Falar em excesso nos permite sentir que estamos em casa, onde nos afastamos temporariamente do caos que nos habita. O macromundo, constituído pela linguagem e a opinião, é o nosso cativeiro onde comemos, dormimos, nos distraímos, reconhecemos e somos reconhecidos. A concordância no macromundo ocorre por meio das crenças que conservam a existência do indivíduo e da sociedade. Não queremos negar a importância do macromundo, mas apenas fazer uma observação de que, submetidos a ele, ignoramos a existência de micromundos onde, ao contrário do macromundo, a concordância é imediata, sem intermediários, pois se trata de uma ressonância ou vibração entre micromundos heterogêneos... e para a experiência da ressonância entre micromundos é indispensável o silêncio para ouvir, ver ou, para falar de modo mais preciso, para sentirmos a realidade do micromundo que é, por essência, o mundo do caos. Portanto, nos micromundos não existe reconhecimento, mas ressonância entre micromundos que são demasiado estranhos para uma consciência entupida de significações e de utilitarismo. Para conhecê-los é fundamental esposar-se com o silêncio para operar um banho mental, “como problema social de higiene”, onde a tagarelice humana e o excesso de estímulos das quinquilharias tecnológicas são, finalmente, suspensos. “Prefiro o canto dos pássaros, o som que vem do mar.
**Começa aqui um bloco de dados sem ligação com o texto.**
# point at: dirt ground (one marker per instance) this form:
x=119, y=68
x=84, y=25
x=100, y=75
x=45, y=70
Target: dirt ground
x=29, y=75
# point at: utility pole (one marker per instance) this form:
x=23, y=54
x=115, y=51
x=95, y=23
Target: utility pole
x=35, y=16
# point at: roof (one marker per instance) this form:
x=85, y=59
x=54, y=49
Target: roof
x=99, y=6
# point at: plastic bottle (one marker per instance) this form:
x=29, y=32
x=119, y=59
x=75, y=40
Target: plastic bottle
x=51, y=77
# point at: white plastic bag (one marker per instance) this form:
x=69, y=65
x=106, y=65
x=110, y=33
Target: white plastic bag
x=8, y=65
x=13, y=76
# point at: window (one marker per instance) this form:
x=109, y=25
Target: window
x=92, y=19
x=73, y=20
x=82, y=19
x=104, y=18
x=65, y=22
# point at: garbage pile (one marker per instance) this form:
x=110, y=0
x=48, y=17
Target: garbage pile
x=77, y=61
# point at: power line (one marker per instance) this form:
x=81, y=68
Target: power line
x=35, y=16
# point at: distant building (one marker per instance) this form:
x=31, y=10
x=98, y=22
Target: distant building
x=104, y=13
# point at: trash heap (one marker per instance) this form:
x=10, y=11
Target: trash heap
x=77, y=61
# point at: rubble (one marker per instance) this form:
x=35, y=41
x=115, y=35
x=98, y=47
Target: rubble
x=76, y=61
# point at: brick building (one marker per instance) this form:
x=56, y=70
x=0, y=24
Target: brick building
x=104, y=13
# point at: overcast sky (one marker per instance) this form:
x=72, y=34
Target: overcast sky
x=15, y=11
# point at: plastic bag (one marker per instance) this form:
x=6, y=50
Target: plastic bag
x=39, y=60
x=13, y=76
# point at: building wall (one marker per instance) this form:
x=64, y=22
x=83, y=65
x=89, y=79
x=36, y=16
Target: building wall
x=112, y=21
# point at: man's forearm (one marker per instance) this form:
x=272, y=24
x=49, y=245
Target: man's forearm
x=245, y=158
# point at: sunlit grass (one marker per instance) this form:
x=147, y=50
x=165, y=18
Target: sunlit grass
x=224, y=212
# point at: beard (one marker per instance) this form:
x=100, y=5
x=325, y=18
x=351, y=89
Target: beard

E o silêncio interrompido por quem sabe falar”. Aqui, extrair riquezas é, desde sempre, permitido: ser capaz de sugar Nietzsche, Spinoza, Bethoveen, até uma folha ao vento, são provas de força e coragem; ao contrário, sem dúvida, daquilo que é característica do macromundo, onde todos supostamente se entendem pela via da opinião, o que não os impulsiona à criação: tagarelar sobre Nietzsche, Spinoza, Bethoveen, até sobre uma folha ao vento, são provas de fraqueza e covardia...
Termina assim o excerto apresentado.